Two University of Otago scientists have received prestigious awards at the New Zealand Research Honours gala this evening.

The annual Royal Society Te Apārangi awards, which have this year been held in Dunedin, celebrate the achievements of New Zealand researchers by awarding a number of medals and awards.

Deputy Vice-Chancellor of Research and Enterprise Richard Blaikie says it gives him great pleasure that the qualities of leading Otago researchers have been recognised alongside the other outstanding recipients. Other top Otago researchers have also been recognised in group awards, Professor Blaikie says.

Senior Lecturer in Māori Physical Education and Health, Dr Anne-Marie Jackson, has been awarded the 2019 Te Kōpūnui Māori Research Award for community research forging new knowledge at the interface of mātauranga Māori and Physical Sciences.

In 2019, Dr Jackson led a team of researchers and communities to create a free Māori water safety programme to strengthen whānau connection to the water.

Although water is the giver of life for Māori, it is also the source of tragedy, and Māori consistently represent 20 to 25 per cent of New Zealand’s drownings despite forming 15 per cent of the population.

"What I hope to achieve in our research is simple - and that is mauri ora (flourishing wellness)," she says.

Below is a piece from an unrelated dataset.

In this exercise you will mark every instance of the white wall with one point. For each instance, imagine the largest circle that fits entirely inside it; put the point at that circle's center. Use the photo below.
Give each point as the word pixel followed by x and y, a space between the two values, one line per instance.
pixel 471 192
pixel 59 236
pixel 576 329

She dedicated her award to her mother, who had "always promoted excellence in education".

"Being a Māori academic who engages in this style of research has certain challenges," she says.

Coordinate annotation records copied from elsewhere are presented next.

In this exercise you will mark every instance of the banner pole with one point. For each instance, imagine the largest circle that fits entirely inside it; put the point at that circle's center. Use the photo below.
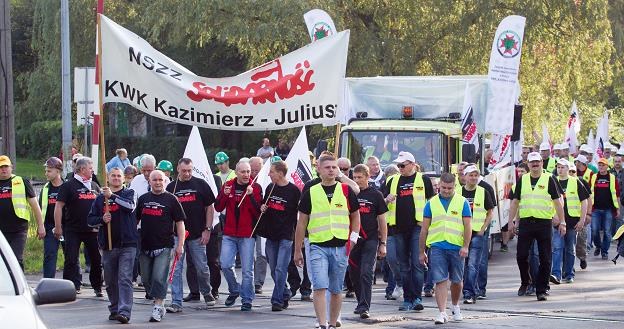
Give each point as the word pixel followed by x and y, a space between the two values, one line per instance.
pixel 101 123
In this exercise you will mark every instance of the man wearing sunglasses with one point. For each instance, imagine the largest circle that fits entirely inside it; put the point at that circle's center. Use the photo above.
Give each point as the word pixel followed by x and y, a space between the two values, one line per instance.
pixel 406 195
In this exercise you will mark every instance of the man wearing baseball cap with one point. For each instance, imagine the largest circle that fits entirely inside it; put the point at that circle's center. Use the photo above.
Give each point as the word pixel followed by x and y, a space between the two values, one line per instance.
pixel 17 199
pixel 548 162
pixel 406 195
pixel 606 192
pixel 564 236
pixel 537 198
pixel 47 200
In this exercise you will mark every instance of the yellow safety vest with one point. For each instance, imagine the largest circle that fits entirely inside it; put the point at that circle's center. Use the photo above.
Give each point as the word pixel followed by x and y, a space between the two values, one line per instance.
pixel 573 203
pixel 18 198
pixel 478 209
pixel 611 187
pixel 328 220
pixel 419 198
pixel 446 224
pixel 536 202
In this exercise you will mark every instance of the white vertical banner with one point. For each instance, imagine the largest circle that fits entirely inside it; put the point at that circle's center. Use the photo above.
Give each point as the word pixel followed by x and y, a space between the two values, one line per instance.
pixel 503 74
pixel 319 24
pixel 201 167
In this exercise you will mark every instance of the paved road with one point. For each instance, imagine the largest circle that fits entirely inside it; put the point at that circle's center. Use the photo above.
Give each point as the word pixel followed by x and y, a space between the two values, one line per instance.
pixel 594 300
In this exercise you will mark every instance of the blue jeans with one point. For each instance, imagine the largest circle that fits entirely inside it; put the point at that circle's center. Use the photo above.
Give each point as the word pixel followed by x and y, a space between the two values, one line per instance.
pixel 154 272
pixel 602 219
pixel 485 258
pixel 564 252
pixel 118 264
pixel 245 247
pixel 197 252
pixel 473 264
pixel 278 255
pixel 392 260
pixel 50 254
pixel 411 271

"Winning this award is recognition for our communities, colleagues, mentors, and our research kaupapa of Te Koronga and Te Tiaki Mahinga Kai in our expression of Māori research excellence."

Fellow University of Otago scientist Professor of Chemistry Keith Gordon has been awarded the MacDiarmid Medal for his innovative use of light to understand molecular structure across a range of areas that impinge on technology, health and the environment.

Professor Gordon uses the interactions between light and matter - known as spectroscopy - to probe the molecular structure in a wide range of materials from solar cells, fish oils to plastics in the environment.

In solar cell research, he and his team have improved solar cell performance to make the cells better at absorbing light and conducting charges created by light absorption. Professor Gordon says he is very pleased to receive the award and thanked his family for their support. "Science is a team effort and in addition to the students and postdocs I have worked with over the years, I would like to acknowledge the scholarly community that I enjoy working in at the University of Otago Chemistry Department, and my collaborators and colleagues in the Dodd-Walls Centre, the MacDiarmid Institute and the Riddet Institute."